The children pressed to each other like so many roses, so many weeds, intermixed, peering out for a look at the hidden sun.

It rained.

It had been raining for seven years, thousands upon thousands of days compounded and filled from one end to the other with rain, with the drum and gush of water, with the sweet crystal fall of showers and the concussion of storms so heavy they were tidal waves come over the islands. A thousand forests had been crushed under the rain and grown up a thousand times to be crushed again. And this was the way life was forever on the planet Venus, and this was the schoolroom of the children of the rocket men and women who had come to a raining world to set up civilization and live out their lives.

"It's stopping, it's stopping!"

"Yes, yes!"

Margot stood apart from them, from these children who could never remember a time when there wasn't rain.
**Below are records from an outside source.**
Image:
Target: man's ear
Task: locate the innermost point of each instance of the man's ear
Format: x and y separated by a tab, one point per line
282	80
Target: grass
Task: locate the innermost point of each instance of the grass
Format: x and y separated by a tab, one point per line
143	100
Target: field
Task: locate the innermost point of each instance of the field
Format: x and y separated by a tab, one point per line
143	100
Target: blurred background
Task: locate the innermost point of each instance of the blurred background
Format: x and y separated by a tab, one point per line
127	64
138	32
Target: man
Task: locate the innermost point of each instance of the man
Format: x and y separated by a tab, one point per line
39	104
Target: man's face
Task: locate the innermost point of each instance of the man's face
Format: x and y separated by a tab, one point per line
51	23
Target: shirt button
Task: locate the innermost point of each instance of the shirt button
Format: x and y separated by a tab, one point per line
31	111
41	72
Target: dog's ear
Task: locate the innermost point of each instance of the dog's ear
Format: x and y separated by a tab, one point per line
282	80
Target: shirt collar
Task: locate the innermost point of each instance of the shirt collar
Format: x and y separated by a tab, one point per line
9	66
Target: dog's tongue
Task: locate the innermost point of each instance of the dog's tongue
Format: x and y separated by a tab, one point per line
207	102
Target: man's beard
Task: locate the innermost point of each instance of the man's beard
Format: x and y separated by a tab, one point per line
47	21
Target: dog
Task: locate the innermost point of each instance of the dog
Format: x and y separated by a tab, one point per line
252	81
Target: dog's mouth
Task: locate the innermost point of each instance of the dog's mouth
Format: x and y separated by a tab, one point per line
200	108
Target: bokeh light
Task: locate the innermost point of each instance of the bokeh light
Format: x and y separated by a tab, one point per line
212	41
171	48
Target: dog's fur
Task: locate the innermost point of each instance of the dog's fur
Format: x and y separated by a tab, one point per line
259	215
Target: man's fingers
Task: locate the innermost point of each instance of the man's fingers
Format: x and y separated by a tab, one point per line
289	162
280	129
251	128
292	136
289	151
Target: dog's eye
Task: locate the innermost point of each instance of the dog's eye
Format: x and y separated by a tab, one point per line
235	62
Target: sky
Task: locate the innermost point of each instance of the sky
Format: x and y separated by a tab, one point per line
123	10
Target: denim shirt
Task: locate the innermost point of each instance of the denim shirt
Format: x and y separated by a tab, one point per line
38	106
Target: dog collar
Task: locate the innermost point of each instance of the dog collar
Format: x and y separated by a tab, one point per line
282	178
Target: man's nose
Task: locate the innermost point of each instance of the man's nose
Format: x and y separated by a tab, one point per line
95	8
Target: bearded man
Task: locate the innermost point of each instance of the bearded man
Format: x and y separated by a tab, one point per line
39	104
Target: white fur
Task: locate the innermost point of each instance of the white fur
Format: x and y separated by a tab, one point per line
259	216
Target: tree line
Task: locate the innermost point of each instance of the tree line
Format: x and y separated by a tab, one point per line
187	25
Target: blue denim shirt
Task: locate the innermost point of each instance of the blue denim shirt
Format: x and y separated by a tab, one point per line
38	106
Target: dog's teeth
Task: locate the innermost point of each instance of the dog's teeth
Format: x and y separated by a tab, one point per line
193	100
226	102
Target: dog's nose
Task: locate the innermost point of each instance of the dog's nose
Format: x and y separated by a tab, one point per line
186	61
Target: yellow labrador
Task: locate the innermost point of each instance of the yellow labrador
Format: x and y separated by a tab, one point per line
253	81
They were all nine years old, and if there had been a day, seven years ago, when the sun came out for an hour and showed its face to the stunned world, they could not recall. Sometimes, at night, she heard them stir, in remembrance, and she knew they were dreaming and remembering gold or yellow crayon or a coin large enough to buy the world with. She knew they thought they remembered a warmness, like a blushing in the face, in the body, in the arms and legs and trembling hands. But then they always awoke to the tatting drum, the endless shaking down of clear bead necklaces upon the roof, the walk, the gardens, the forests, and their dreams were gone.
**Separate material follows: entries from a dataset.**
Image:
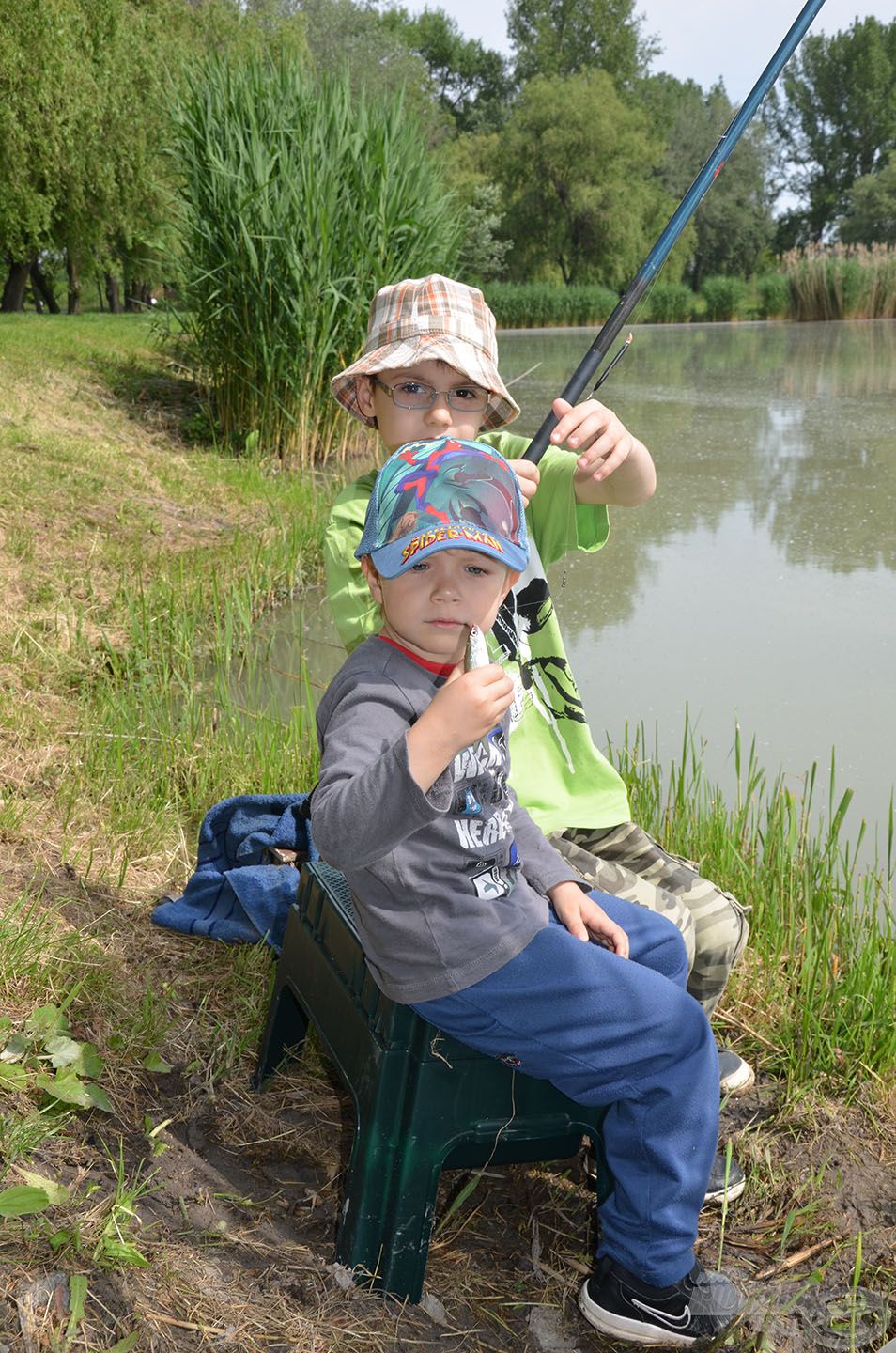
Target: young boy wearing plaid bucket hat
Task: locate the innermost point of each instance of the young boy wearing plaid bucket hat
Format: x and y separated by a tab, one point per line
428	369
466	910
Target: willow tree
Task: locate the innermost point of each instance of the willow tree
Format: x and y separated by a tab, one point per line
300	199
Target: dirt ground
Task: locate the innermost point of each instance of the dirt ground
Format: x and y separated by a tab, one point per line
242	1198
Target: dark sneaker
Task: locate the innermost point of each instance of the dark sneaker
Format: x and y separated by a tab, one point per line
620	1304
735	1076
726	1181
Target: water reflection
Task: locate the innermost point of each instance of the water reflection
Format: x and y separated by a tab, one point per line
758	583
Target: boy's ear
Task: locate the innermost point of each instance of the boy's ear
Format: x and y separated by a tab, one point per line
364	393
374	582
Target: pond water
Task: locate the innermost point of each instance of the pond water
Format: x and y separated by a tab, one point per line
760	583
All day yesterday they had read in class about the sun. About how like lemon it was, and how hot. And they had written small stories or essays or poems about it:

I think the sun is a flower,

That blooms just one hour.

That was Margot's poem, read in a quiet voice in the still classroom while the rain was falling outside.
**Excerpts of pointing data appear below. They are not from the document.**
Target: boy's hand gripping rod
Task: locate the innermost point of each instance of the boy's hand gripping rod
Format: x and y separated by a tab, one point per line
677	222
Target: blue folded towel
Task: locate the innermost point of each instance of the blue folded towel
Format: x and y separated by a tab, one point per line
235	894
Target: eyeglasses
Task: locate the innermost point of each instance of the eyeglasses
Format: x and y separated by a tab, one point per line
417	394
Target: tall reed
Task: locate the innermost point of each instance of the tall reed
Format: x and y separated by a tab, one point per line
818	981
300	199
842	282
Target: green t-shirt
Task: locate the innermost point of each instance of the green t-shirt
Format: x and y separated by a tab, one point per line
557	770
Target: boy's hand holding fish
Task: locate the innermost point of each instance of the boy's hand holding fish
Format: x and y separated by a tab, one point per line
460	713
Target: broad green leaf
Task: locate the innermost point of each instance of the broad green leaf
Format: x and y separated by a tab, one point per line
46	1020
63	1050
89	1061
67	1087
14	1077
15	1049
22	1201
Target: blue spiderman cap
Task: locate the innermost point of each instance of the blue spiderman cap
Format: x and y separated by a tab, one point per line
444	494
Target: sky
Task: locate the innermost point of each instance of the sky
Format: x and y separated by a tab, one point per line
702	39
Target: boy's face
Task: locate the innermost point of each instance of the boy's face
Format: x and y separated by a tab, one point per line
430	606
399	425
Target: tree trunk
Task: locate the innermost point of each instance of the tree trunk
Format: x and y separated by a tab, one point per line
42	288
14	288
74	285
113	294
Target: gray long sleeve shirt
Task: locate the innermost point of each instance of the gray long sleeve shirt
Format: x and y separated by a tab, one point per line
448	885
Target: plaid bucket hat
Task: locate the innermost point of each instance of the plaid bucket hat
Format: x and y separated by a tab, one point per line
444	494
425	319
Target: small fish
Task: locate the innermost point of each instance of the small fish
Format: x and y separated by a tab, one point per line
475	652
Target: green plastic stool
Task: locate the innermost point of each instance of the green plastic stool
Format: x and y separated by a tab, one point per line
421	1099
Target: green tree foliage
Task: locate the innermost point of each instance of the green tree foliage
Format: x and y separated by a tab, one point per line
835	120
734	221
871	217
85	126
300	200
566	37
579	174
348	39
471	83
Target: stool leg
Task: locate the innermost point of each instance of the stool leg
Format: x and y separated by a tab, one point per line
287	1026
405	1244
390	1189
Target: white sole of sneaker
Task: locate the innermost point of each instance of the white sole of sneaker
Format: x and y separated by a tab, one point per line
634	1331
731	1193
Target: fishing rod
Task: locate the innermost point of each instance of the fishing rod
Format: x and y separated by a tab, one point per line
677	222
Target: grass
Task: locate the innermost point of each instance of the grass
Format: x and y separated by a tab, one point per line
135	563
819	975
"Aw, you didn't write that!" protested one of the boys.

"I did," said Margot. "I did."

"William!" said the teacher.

But that was yesterday. Now the rain was slackening, and the children were crushed in the great thick windows.

"Where's teacher?"

"She'll be back."

"She'd better hurry, we'll miss it!"

They turned on themselves, like a feverish wheel, all tumbling spokes.

Margot stood alone. She was a very frail girl who looked as if she had been lost in the rain for years and the rain had washed out the blue from her eyes and the red from her mouth and the yellow from her hair. She was an old photograph dusted from an album, whitened away, and if she spoke at all her voice would be a ghost. Now she stood, separate, staring at the rain and the loud wet world beyond the huge glass.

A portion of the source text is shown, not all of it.